To that end, Schmidt reasons that the largest beneficiary of McDome-generated taxes will be the state treasury and that most state spending occurs outside city limits.

Schmidt and Reilly are also aiming the tax bite at the convention and tourism trade, not at the general public. They reportedly will ask for a statewide tax on rent-a-cars, a step-zoned tax on Chicago-area hotel rooms, and a tax on restaurant meals served within a downtown district.

So far their tax plan has been greeted like an unwanted in-law.

”I couldn`t support that,” was the first reaction of state Sen. Forrest Etheredge (R-Aurora) when asked about higher taxes on suburban hotels such as those popping up in his district along the U.S. Interstate 88 high-tech corridor.

Even Chicago lawmakers are finding things not to like.

”The theory is to tax conventioneers, not someone buying a sandwich on their lunch break,” said state Rep.

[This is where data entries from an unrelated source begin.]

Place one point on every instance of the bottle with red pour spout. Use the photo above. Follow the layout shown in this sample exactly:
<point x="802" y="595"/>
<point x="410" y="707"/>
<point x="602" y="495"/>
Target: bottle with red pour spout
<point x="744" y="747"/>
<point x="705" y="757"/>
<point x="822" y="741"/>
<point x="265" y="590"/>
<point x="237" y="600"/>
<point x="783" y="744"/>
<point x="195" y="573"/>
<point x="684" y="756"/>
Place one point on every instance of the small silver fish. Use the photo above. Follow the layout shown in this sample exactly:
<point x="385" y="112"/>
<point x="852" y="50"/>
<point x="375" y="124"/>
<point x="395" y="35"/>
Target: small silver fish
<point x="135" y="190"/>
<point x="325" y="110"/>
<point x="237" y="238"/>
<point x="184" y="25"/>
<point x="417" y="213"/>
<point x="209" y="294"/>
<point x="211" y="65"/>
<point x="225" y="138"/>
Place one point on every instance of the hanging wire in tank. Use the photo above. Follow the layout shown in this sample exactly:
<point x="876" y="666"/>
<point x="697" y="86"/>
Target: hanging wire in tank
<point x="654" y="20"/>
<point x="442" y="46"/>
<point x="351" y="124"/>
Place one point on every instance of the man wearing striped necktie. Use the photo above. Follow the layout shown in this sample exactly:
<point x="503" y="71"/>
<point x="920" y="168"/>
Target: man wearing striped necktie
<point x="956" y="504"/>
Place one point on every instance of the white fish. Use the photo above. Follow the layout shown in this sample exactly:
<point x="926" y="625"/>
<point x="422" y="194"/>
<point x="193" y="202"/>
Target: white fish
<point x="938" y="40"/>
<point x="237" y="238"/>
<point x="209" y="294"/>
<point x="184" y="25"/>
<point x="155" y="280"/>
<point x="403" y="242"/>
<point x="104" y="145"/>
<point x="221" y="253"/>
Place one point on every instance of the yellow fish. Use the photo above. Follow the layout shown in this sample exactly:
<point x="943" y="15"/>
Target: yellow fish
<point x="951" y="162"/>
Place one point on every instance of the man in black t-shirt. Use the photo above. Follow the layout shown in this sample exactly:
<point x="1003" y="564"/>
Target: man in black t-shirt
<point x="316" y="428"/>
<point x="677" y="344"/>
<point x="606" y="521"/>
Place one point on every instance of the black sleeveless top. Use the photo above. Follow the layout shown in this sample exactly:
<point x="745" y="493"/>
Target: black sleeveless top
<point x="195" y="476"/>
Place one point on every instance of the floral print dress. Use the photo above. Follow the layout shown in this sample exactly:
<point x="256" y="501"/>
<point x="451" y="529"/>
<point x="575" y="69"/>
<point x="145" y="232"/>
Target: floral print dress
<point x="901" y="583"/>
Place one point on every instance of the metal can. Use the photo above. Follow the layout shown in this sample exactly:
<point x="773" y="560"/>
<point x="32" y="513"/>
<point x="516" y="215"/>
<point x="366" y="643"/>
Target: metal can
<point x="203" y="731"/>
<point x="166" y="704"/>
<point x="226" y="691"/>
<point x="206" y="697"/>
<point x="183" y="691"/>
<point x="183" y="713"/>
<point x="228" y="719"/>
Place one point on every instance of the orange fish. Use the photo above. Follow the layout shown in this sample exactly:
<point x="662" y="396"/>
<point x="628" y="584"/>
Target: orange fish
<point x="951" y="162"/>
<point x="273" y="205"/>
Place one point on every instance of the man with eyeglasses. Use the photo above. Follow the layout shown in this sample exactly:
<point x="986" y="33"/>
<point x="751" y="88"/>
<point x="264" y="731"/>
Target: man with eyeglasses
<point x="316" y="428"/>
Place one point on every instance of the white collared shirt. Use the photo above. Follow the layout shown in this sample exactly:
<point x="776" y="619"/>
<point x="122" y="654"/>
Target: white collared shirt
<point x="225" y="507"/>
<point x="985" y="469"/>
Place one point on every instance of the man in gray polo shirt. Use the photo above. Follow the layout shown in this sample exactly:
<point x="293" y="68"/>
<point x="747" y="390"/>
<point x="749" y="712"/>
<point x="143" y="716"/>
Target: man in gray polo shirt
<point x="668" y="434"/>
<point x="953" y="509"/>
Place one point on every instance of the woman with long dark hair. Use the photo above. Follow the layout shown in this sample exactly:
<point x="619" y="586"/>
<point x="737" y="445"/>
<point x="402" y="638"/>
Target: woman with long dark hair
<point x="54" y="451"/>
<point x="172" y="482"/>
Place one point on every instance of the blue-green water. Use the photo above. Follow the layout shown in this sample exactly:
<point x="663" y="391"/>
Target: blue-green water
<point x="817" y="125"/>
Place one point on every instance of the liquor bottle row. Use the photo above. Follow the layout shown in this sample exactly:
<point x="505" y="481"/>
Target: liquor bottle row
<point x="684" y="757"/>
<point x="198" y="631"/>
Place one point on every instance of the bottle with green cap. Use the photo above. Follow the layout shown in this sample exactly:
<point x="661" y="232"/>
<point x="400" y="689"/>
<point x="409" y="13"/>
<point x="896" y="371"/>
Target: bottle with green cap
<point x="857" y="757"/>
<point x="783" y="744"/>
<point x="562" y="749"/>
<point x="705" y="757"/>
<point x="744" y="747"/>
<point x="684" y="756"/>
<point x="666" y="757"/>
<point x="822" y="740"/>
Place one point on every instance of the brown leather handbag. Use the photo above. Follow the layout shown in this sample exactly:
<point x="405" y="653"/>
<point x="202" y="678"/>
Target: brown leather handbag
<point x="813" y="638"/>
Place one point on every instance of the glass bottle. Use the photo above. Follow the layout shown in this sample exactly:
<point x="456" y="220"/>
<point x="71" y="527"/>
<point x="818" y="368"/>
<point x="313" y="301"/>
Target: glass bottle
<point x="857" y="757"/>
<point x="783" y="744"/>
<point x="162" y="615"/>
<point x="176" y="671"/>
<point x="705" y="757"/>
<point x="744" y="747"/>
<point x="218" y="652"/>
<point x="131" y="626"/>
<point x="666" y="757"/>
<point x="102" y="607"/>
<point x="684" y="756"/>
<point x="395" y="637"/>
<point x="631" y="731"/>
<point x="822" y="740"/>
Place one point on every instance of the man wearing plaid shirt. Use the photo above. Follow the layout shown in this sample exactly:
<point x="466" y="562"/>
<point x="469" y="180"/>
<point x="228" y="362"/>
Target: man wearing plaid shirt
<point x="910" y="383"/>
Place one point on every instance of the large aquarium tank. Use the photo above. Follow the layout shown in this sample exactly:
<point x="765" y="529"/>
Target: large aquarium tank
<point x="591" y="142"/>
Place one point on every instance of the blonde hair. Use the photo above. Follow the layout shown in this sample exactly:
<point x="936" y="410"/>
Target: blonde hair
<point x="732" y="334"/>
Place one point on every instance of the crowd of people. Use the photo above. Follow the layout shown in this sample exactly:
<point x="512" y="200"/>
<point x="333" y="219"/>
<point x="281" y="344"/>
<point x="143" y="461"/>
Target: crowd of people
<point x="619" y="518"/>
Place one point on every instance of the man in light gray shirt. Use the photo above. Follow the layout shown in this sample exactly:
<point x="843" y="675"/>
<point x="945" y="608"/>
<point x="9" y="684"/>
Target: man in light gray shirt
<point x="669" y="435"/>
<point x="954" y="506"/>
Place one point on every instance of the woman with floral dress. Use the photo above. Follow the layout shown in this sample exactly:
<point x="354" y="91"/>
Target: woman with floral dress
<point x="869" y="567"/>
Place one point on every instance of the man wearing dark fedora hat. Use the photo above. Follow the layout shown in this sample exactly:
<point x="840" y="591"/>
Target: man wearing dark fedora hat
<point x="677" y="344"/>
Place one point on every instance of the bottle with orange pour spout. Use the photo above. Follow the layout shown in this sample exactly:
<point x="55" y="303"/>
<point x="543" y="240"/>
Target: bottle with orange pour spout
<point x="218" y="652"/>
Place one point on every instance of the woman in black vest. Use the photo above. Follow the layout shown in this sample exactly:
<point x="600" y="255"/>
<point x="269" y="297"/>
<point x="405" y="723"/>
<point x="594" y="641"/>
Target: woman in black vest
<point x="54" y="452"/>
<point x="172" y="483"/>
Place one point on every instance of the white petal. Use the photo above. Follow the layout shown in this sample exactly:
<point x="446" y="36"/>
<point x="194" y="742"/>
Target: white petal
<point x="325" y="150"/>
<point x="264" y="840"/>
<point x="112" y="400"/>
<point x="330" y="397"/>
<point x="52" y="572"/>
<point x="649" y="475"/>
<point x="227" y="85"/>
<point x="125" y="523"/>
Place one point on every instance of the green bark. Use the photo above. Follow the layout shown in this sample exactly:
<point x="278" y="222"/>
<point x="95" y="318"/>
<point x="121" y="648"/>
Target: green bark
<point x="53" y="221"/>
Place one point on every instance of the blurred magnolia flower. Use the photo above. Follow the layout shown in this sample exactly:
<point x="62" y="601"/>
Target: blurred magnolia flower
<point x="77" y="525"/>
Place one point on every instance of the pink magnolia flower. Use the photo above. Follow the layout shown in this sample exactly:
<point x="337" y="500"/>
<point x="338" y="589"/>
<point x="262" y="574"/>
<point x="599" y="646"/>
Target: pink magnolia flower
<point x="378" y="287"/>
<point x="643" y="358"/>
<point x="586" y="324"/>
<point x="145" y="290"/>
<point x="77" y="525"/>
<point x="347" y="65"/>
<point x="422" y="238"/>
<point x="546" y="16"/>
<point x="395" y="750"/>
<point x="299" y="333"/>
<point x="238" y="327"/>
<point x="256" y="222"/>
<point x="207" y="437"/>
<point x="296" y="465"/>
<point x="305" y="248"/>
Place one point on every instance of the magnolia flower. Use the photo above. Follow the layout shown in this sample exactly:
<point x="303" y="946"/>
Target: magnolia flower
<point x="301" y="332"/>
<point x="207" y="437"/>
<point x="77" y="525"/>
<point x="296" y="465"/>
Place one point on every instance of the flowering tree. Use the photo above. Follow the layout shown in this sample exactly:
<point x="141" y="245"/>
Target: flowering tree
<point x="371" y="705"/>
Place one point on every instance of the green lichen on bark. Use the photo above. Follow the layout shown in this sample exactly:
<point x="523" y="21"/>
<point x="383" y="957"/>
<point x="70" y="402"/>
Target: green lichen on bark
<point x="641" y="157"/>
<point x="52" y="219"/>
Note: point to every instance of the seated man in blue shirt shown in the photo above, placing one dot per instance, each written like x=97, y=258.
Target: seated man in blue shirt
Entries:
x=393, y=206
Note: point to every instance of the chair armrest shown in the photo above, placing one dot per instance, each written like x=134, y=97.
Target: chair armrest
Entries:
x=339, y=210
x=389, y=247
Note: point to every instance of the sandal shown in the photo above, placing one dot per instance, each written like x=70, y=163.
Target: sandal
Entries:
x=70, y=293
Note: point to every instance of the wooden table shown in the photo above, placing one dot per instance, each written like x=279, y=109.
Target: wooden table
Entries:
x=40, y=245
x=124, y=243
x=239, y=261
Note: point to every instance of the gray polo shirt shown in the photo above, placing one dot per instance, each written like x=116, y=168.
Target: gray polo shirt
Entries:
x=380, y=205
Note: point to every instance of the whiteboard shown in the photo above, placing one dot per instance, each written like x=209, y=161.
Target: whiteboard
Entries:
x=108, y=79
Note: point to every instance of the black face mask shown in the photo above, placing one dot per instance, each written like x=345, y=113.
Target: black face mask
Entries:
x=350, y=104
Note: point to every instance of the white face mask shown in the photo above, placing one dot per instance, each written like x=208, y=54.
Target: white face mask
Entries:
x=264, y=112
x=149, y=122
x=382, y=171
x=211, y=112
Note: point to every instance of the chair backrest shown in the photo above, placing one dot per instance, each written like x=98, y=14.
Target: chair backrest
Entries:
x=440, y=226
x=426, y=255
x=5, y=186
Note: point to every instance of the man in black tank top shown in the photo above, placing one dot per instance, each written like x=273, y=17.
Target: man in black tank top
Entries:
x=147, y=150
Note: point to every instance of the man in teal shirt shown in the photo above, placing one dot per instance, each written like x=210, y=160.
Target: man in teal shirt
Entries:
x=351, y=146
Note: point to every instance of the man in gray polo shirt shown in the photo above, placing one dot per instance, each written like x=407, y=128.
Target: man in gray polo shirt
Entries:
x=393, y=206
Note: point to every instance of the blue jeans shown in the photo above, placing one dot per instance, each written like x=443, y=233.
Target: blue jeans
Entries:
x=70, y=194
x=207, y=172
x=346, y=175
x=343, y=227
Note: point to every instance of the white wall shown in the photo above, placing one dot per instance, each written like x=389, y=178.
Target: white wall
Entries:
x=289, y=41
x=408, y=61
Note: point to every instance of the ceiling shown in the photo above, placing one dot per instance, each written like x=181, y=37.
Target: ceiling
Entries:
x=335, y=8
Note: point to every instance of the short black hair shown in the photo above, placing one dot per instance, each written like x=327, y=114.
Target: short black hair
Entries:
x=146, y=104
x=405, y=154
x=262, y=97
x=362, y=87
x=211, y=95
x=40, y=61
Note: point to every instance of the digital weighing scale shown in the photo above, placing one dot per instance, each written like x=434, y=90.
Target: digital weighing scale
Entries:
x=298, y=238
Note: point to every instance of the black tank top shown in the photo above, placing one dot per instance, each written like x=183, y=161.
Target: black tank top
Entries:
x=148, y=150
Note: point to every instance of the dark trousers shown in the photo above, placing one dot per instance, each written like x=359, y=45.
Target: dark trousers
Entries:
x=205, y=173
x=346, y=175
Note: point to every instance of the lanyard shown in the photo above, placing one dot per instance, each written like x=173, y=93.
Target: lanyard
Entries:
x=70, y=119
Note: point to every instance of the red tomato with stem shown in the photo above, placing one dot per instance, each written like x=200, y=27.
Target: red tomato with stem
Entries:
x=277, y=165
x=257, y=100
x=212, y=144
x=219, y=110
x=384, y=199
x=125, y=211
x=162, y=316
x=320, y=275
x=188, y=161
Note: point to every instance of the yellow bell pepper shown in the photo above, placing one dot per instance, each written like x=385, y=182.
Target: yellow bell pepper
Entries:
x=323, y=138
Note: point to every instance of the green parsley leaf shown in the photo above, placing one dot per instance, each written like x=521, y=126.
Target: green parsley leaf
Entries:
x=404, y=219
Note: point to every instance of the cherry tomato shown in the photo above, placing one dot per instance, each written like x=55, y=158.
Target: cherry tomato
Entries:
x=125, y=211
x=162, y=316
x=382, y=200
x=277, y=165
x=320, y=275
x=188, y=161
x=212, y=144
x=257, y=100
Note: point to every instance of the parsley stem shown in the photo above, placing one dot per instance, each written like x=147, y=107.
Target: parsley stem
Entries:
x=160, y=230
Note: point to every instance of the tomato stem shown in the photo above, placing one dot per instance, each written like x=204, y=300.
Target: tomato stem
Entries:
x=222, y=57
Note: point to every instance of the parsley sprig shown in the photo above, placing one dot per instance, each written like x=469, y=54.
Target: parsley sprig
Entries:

John Cullerton (D-Chicago) on hearing that an early version of the ”downtown” restaurant zone stretched all the way to Belmont Avenue, well into his North Side district.

The other timeless dispute reawakened by McDome is not so much geographic as socio-economic.

”We`ve been continually told there`s no money in the state budget for a welfare increase,” said Douglas Dobmeyer, executive director of the Public Welfare Coalition of Illinois. ”Now we`re told there might be money for a playground for the Bears.”

Dobmeyer said Illinois welfare recipients this year got their first raise in 5 years: a 7.5 percent bump to $367 a month for a family of three, well short of the 20 percent cost-of-living increase during the period.

His organization is now pushing for an annual winter clothing allowance of $25 a welfare child, though Dobmeyer said he is being told the requisite $25 million may not be available in next year`s state budget.

Asked whether the jobs and economic activity spawned by McDome wouldn`t ultimately benefit the poor, Dobmeyer shot back: ”Trickle-down doesn`t work. Not when people are cut off from the downtown economy. Not when people don`t have the education and training they need to get into that stream.”

”Where are the priorities?” echoed Edna Pardo, president of the League of Women Voters of Chicago. She argued that the $75 million a year in tax funds required to fund the new hall and dome could be used to cut class sizes in overcrowded public schools, to set up a badly needed ambulatory health clinic, or to rebuild crumbling streets, sewers and viaducts in failing neighborhoods.

The pier and exposition authority`s Schmidt countered by arguing that lawmakers would hardly tax the convention and tourism industry to raise funds for social services. But they might raise taxes on the industry to enlarge the industry, thereby enlarging the state`s tax and employment base, thereby helping the poor.